Pearce is certainly looking forward to Tybee Lazaretto Day, but beyond the event, Tybee MLK will keep working to protect, promote and preserve the cultural and historical legacy of the Black community locally. On April 20, members of the organization will be traveling to Ghana in an effort to uncover the time-honored ties between coastal Georgia and coastal West Africa.

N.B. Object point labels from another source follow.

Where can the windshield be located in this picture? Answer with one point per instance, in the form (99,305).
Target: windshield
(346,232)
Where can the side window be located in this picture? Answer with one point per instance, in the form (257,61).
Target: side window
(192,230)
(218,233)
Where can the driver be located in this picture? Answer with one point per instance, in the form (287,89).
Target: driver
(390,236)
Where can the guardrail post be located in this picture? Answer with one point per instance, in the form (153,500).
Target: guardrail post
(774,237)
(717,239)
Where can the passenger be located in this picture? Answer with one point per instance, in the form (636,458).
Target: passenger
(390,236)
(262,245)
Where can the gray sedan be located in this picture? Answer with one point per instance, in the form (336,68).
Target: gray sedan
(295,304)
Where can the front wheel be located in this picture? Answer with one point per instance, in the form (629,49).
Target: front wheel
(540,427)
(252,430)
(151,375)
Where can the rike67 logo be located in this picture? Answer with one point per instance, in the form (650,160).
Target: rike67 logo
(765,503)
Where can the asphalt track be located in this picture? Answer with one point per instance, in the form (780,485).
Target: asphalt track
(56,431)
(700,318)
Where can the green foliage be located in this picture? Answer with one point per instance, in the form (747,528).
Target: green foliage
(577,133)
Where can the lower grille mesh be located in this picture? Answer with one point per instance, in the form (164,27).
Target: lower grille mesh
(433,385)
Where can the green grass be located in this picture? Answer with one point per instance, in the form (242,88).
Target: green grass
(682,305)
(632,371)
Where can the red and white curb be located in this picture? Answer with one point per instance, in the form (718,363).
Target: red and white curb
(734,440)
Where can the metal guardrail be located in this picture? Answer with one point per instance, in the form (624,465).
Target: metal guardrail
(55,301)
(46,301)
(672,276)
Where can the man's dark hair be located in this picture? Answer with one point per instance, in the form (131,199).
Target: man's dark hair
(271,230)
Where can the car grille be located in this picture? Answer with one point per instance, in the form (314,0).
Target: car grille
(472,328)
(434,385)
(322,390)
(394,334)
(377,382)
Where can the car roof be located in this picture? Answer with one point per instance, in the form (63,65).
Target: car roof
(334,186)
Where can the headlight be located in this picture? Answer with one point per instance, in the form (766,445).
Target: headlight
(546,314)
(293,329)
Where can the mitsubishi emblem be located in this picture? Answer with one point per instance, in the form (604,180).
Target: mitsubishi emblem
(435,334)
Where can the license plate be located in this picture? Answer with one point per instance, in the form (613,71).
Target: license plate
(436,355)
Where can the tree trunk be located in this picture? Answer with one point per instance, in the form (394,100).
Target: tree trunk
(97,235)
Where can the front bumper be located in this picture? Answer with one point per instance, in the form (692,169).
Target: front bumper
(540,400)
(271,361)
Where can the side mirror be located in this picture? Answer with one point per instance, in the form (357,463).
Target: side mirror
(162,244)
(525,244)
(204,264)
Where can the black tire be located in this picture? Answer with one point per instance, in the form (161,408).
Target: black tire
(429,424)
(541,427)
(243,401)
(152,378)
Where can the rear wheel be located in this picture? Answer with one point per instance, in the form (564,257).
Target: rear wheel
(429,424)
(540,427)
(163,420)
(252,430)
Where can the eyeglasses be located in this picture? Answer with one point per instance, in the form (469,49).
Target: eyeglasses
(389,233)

“We are going to West Africa, Ghana to the Door of No Return (a former slave-trade outpost through which millions of Africans were stolen to the U.S.),” said Pearce, “We will be there for six weeks. The purpose of this trip is to link coastal Georgia with coastal West Africa. The Door of No Return will be opened for our people to return if they so choose. We will be making avenues for cultural, historic, educational and tourism connections with Ghana.”
Pearce is looking forward to sharing the information gained from the trip with the local community. She’s also looking forward to making information about the lazaretto available online via the Tybee MLK, City of Tybee and Georgia Historical Society websites. She believes that the current information age provides everyone with the invaluable opportunity to learn about history:
“We live in a time of information. That information is readily available if we choose to seek it. We are in love with our telephones. . . We should use some of that time to study . . . the true history of America that . . . we must reclaim.”